I can see why this worked out so well for many readers but at the same time, I feel a little disappointed with the lack of impact the story had. I must agree with some readers who have said perhaps the weakest choice was to not present this in a linear tale, for the author chose instead to divide the story into three parts but we have chapters from different moments in the plot and in the life of the main characters mixed up. I think it turned the story into something a little confusing when one thinks about the time line and, ultimately, made the whole book feel it lost that significance I looked for.
The plot is complex enough to allow the reader to think about many things. It can become tiring, though, to divide one's attention to so many things, so many characters. I think one reason for so many people being key characters with a POV we follow is probably to make it easier to understand how the scheme affected so many so easily. But I didn't feel any real connection with the characters, not only because they weren't as well constructed as they could, were the novel to be focused on less elements, but mainly because I found most of them were not likable.

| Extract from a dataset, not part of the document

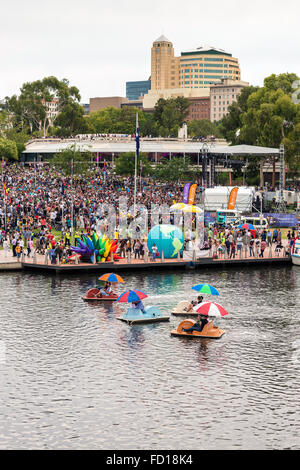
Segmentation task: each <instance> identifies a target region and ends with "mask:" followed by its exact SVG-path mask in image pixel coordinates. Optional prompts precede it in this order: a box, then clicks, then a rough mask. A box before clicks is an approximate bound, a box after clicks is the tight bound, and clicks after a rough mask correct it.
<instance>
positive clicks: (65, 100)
mask: <svg viewBox="0 0 300 470" xmlns="http://www.w3.org/2000/svg"><path fill="white" fill-rule="evenodd" d="M79 100H80V94H79V90H78V88H76V87H74V86H69V82H68V80H67V79H65V78H64V79H62V80H58V78H56V77H45V78H43V79H42V80H36V81H34V82H27V83H24V84H23V85H22V87H21V89H20V95H19V96H16V95H14V96H12V97H11V98H7V99H6V102H7V109H8V111H9V112H11V113H13V114H14V115H15V118H16V120H17V122H18V123H20V124H21V125H22V126H24V125H25V126H28V127H29V128H30V132H31V133H33V132H34V131H35V130H38V131H40V132H42V133H43V136H44V137H46V135H47V131H48V129H49V127H50V126H53V124H54V122H55V116H50V113H49V110H50V105H51V103H52V102H56V103H57V108H58V111H59V112H60V111H62V110H63V108H64V107H65V106H66V105H68V104H70V103H72V102H78V101H79Z"/></svg>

Jonathan is easy to not like, but the way he was characterized by the author made it look he wasn't this big bad ruthless villain, he was just a man who took an opportunity and went with it. We are made to feel sorry for him over the illness of his first wife but deep down, he and all the others involved knew they would cause others harm somehow, and that is something that can't be overlooked. As for the other people found guilty of the scheme, they do seem human and I did like this or that detail about their lives or personalities, something that distinguished them from one another but... I missed the emotional part.
All characters are flawed, human, very realistic if one thinks about the possibility of real people having those attitudes towards one another and a scheme to make them rich. We are given a little extra focus on Vincent and Paul, the siblings who seem to guide a good part of the plot in different moments. I thought we would be influenced to like them or to defend their side, or to understand their motivations but sadly neither felt like someone I would want to like or be friends with and when the book ended, and the last information about them is shared, I wasn't too touched or moved by what happened.
To be fair, I can't properly explain why this felt underwhelmed to me. There's this notion, vibe of unease, of something dreading, which the writing style maintains chapter after chapter, often aided by the tactic of wording like "...he didn't know years later he would be doing this..." or "he did this not knowing that in the following week tragedy would...", which makes the reader assume something truly bad/immense will happen, and then...it doesn't. I can appreciate this style and here and there it does deliver, but for the most time, it doesn't, which leads me to think the characters weren't as worried as we are told they were.
A last note on the ghosts. Yes, there are ghosts on this book, which basically work as a sort of guilt induced coping method for those who feel guilty they might have caused someone enough worry/problems that they died because of something that person did or inadvertently caused. I get it and it was suggestive but after several examples, it started to loose its appeal.